Still, the authors cautiously suggest that benefit was seen. 14% of their chronically depressed cohort had remitted by their last infusion, with 29% having reached the level of responder. This seems to match up well with previous studies.
Also, the patients that responded in this study did so for far longer than those in previous studies; a median of 70 days. This could be because they were kept on their antidepressants, which acted to maintain their mood after a boost from the ketamine.
Another useful finding was the fact that everyone that responded did so by the time they had their third infusion; suggesting that a prolonged treatment course of ketamine would only add more side effects compared to a shorter course.
Finally, an ECT suite seemed like a suitable place to give the infusions, which is a bonus practical finding.
In summary, this study wasn’t the ground breaking discovery that some in the media made it out to be. Ketamine has been known to have an antidepressant effect for over a decade, but this study does make some novel progress. In exchange for finding that ketamine didn’t adversely affect memory in their group, the authors found that it has a range of other unpalatable and uncomfortably common adverse effects. Its effect on mood was hard to discern due to substantial methodological issues, but seemed to be in line with previous research.
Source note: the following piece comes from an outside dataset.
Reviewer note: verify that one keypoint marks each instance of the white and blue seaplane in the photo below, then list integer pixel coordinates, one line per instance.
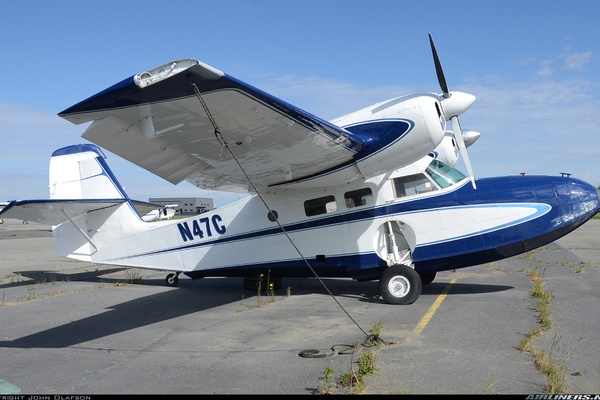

As an aside, I am sure professionals and laymen alike will question whether ketamine’s effect is genuinely ‘antidepressant’ or simply a drug high with a value-added placebo effect. Could there even be concerns that endorsing ketamine for depression might lead depressed patients to seek it out illegally?
The next step forward appears to be a well controlled, randomised and blinded trial of a series of ketamine infusions versus an active placebo in patients maintained on other antidepressants. The cohort would have to be large enough to power comparison of response rates to a follow up point of 3 to 6 months and homogenous enough to reveal an effect if one truly exists. This will take some effort (and some funding).
Until then, the jury is very much still out on whether a “horse tranquilliser could cure depression”.
Diamond PR, Farmery AD, Atkinson S, Haldar J, Williams N, Cowen PJ, Geddes JR and McShane R. Ketamine infusions for treatment resistant depression: a series of 28 patients treated weekly or twice weekly in an ECT clinic (PDF). J Psychopharmacol, 0269881114527361, first published on April 3, 2014.
Knapton, S. Horse tranquilliser Ketamine could cure severe depression. The Telegraph, 3 Apr 2014.
First UK study of ketamine for people with severe depression. University of Oxford press release, 3 Apr 2014.